Uploading Data using Globus (Duke Only)

  1. Follow the instructions above to set up your account and configure your endpoint via Globus Connect Personal. For Duke users, Research Computing also has a page on different ways that Globus can be used to move files between different Duke storage platforms.
  2. You will receive an email from Globus that contains a URL to access your share where you will transfer your files. The endpoint collection name will have your NetID and a date stamp. Please note this is not an automated process and will take place during typical business hours (9am - 5pm).
  3. If you are not already logged in, you will be taken to the Globus login page when you click on this link. Click the blue "Continue" button to go to a Shibboleth login page and enter your Duke NetID and password. Please note that if you were recently logged in it may sometimes appear that you are already logged in, but you will be prompted to log in again.
  4. You will want to make sure your File Manager screen has the dual panel view for ease of transfer. If you are only seeing one panel, on the top right of your File Manager, you will see a "Panels" menu. In order to see both the source and transfer panels, select the middle option (looks like an open book).
  5. In the left-hand panel, you'll see the collection that you will be transferring your files to. In the right-hand panel, you will navigate to the endpoint you want to transfer from. It will be labeled with your NetID and date stamp and will be empty. To do this, click on the “Search” bar to navigate to the files on the endpoint you defined when you installed Globus Connect Personal. You may need to use the “up one folder” arrow depending on how you have mapped your endpoint. To begin the upload, make sure the right side of your window, your collection, is active and that the files you want to transfer are selected.
  6. Click on the Start button at the top of your file manager window to begin the transfer process (arrow points to the left). Your files will then begin to transfer. You can view processing messages in the Activity section of Globus. To view your transferred files click on “refresh list” and they should display. You will receive an email at start and conclusion of transfer as well as if any errors are encountered. If you receive any error messages and cannot move forward with your upload please contact datamanagement@duke.edu.

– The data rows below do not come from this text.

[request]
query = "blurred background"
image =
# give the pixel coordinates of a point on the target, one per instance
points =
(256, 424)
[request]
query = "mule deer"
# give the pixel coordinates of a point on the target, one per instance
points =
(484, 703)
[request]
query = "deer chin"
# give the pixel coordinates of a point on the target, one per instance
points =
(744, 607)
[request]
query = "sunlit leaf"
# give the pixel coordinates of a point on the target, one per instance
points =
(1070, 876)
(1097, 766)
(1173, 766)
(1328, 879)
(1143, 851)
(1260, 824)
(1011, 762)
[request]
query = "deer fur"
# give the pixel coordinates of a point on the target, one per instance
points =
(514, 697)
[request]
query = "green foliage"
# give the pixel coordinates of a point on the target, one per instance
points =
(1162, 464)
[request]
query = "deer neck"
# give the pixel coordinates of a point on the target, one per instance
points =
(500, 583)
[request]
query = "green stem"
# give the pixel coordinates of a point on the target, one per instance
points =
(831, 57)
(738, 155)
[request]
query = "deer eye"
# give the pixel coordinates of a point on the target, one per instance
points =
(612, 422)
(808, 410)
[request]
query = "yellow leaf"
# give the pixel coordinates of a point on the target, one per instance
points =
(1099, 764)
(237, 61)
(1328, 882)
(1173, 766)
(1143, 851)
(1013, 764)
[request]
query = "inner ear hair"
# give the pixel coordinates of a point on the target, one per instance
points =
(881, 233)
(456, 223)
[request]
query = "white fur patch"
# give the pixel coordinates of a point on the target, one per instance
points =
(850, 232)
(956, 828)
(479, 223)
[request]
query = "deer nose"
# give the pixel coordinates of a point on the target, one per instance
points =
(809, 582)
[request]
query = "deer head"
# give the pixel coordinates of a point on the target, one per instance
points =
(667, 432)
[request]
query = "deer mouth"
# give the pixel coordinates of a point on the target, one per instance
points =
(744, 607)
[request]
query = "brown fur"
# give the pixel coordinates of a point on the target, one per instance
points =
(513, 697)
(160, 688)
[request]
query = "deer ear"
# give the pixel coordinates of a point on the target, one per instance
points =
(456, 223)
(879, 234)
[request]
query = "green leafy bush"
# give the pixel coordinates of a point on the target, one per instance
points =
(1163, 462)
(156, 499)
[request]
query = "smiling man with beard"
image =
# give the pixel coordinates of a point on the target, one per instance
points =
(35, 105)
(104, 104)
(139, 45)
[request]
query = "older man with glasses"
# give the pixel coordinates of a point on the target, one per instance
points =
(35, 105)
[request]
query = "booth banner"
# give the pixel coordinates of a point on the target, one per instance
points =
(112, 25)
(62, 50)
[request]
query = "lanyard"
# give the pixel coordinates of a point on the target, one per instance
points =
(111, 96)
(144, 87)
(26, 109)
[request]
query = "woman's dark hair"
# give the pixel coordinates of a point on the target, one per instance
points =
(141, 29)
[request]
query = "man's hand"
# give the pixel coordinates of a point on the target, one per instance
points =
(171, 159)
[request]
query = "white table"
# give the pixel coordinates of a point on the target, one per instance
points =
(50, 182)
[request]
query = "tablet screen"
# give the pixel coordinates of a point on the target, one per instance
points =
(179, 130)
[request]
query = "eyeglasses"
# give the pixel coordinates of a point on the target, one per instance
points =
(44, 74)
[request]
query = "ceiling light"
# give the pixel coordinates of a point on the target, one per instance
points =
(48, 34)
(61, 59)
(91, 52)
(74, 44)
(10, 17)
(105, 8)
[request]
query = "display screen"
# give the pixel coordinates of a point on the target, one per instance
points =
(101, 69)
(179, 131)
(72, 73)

If you are in need of further assistance, extensive documentation is available through the Globus website. You may also contact us at datamanagement@duke.edu to begin a troubleshooting session with Research Computing if necessary.

A note about Troubleshooting Globus

By default, Globus Personal Connect will automatically turn on in the background when you start your computer. When you are not using Globus, to avoid receiving error messages and other notifications, simply find the Globus icon in the bottom right-hand corner of your screen (or in the menu/status bar at the top for Mac), right-click (or ctrl-click for Mac), and click "Quit Globus Personal Connect."